I am about to buy a house in a foreign country. A house with the beautiful name of Bramasole. It is tall, square, and apricot-colored with faded green shutters, ancient tile roof, and an iron balcony on the second level, where ladies might have sat with their fans to watch some spectacle below. But below, overgrown briars, tangles of roses, and knee-high weeds run rampant. The balcony faces southeast, looking into a deep valley, then into the Tuscan Apennines. When it rains or when the light changes, the facade of the house turns gold, sienna, ocher; a previous scarlet paint job seeps through in rosy spots like a box of crayons left to melt in the sun. In places where the stucco has fallen away, rugged stone shows what the exterior once was. The house rises above a strada bianca, a road white with pebbles, on a terraced slab of hillside covered with fruit and olive trees. Bramasole: from bramare, to yearn for, and sole, sun: something that yearns for the sun, and yes, I do.

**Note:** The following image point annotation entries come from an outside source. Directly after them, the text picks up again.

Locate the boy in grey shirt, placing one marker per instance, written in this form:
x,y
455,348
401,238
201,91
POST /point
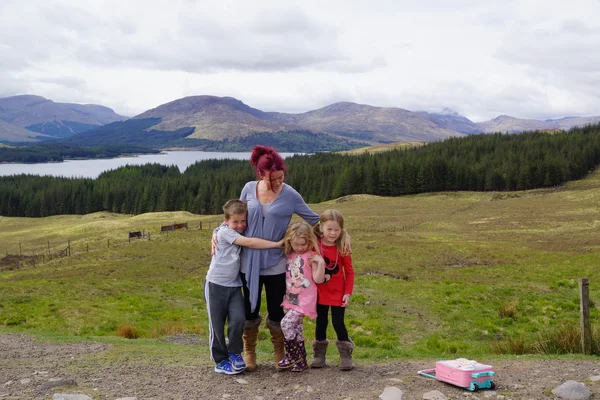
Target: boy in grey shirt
x,y
222,291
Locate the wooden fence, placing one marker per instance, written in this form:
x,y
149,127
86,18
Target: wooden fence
x,y
45,251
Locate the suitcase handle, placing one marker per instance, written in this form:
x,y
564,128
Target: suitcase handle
x,y
482,374
427,373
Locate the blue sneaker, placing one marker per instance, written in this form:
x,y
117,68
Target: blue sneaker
x,y
237,362
224,367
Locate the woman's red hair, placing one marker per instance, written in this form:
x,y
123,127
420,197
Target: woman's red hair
x,y
266,160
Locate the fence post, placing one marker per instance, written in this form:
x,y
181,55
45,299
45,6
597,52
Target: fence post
x,y
586,328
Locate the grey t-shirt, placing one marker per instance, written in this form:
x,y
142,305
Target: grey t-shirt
x,y
225,264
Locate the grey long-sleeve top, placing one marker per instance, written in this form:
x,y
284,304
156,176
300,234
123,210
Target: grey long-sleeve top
x,y
269,222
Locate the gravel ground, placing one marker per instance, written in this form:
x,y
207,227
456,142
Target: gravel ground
x,y
28,368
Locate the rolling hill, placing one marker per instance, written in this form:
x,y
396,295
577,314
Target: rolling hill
x,y
54,119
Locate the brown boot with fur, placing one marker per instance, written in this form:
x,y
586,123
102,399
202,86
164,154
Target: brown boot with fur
x,y
345,348
319,351
277,340
250,336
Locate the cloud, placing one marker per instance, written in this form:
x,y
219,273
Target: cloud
x,y
525,58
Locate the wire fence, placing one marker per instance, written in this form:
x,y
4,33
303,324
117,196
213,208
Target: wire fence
x,y
18,256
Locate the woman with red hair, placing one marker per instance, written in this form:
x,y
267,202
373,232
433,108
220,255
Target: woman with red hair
x,y
271,204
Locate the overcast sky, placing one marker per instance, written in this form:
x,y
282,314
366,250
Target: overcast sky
x,y
482,58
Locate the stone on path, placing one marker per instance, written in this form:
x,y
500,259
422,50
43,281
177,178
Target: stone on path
x,y
58,382
64,396
391,393
434,395
572,390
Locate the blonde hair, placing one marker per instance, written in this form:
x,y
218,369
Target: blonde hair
x,y
300,230
343,241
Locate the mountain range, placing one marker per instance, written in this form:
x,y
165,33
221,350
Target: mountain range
x,y
32,118
205,121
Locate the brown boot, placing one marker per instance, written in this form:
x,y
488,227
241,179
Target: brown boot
x,y
345,348
250,336
319,351
276,339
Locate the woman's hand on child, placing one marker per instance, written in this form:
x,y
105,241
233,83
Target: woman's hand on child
x,y
345,300
213,245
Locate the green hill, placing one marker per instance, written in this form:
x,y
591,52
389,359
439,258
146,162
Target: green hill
x,y
438,275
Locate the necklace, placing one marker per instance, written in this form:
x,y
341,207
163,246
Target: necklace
x,y
336,251
267,195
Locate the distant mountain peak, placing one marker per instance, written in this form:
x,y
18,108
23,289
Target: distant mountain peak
x,y
448,111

The family wisdom runs strongly against this decision. My mother has said “Ridiculous,” with her certain and forceful stress on the second syllable, “RiDICulous,” and my sisters, although excited, fear I am eighteen, about to run off with a sailor in the family car. I quietly have my own doubts. The upright seats in the notaio’s outer office don’t help. Through my thin white linen dress, spiky horsehairs pierce me every time I shift, which is often in the hundred-degree waiting room. I look over to see what Ed is writing on the back of a receipt: Parmesan, salami, coffee, bread. How can he? Finally, the signora opens her door and her torrential Italian flows over us.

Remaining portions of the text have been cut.